What do ## or // mean in bash shell script? - bash

I have searched a lot, and while I see a couple of examples of these used, specifically from here:
scale=${scale##*[!0-9]*}
[ -z "${scale//[0-9]}" ]
There is no explanation for what these symbols do, how they work or when to use them scripting. I have not found them explained elsewhere when special symbols are discussed. Looks like they could be useful. Can anyone explain how the ## and // work in the script examples on the page linked above? Thanks.

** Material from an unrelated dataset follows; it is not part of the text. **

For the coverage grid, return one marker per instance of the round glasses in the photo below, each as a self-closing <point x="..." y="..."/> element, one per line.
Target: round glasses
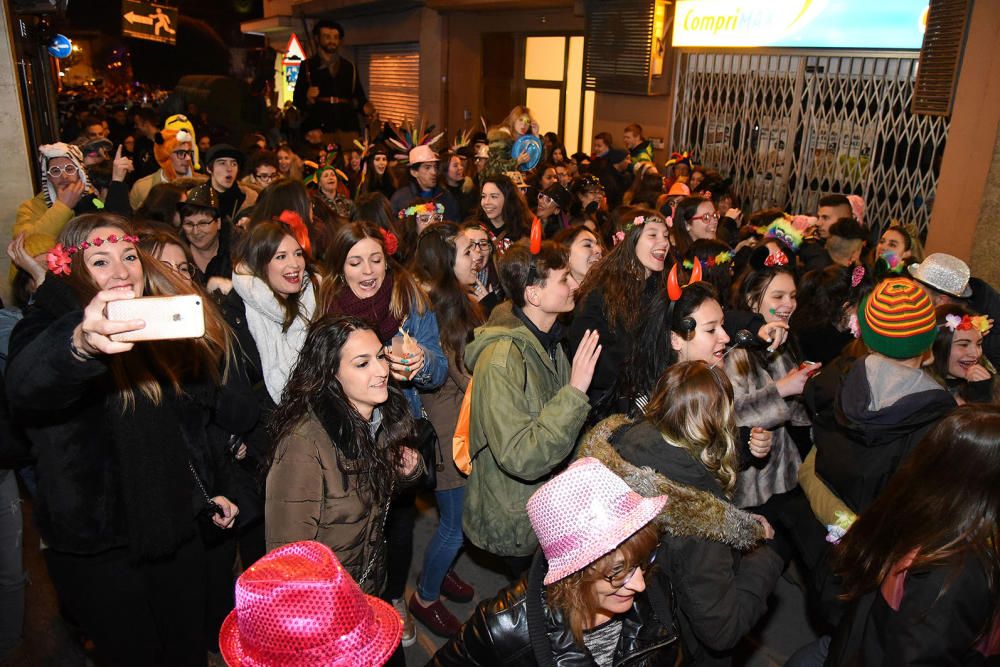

They're part of shell parameter expansion syntax, used to modify the value of the variable. # and % are used to delete a prefix or suffix of the variable, and // is used to substitute one string for another.
${parameter#word}
${parameter##word}
The word is expanded to produce a pattern just as in filename expansion (see Filename Expansion). If the pattern matches the beginning of the expanded value of parameter, then the result of the expansion is the expanded value of parameter with the shortest matching pattern (the ‘#’ case) or the longest matching pattern (the ‘##’ case) deleted.
So ${scale##*[!0-9]*} means to remove the beginning of the string that matches anything followed by a non-digit followed by anything. So foobar becomes an empty string (because everything is removed), while 123 is left alone because [!0-9] never matches anything.
${parameter/pattern/string}
The pattern is expanded to produce a pattern just as in filename expansion. Parameter is expanded and the longest match of pattern against its value is replaced with string. If pattern begins with ‘/’, all matches of pattern are replaced with string. Normally only the first match is replaced. If pattern begins with ‘#’, it must match at the beginning of the expanded value of parameter. If pattern begins with ‘%’, it must match at the end of the expanded value of parameter. If string is null, matches of pattern are deleted and the / following pattern may be omitted.
So ${scale//[0-9]} simply removes all digits from the the value of the variable, then test -z is used to test if this is an empty string (meaning the original string only had digits).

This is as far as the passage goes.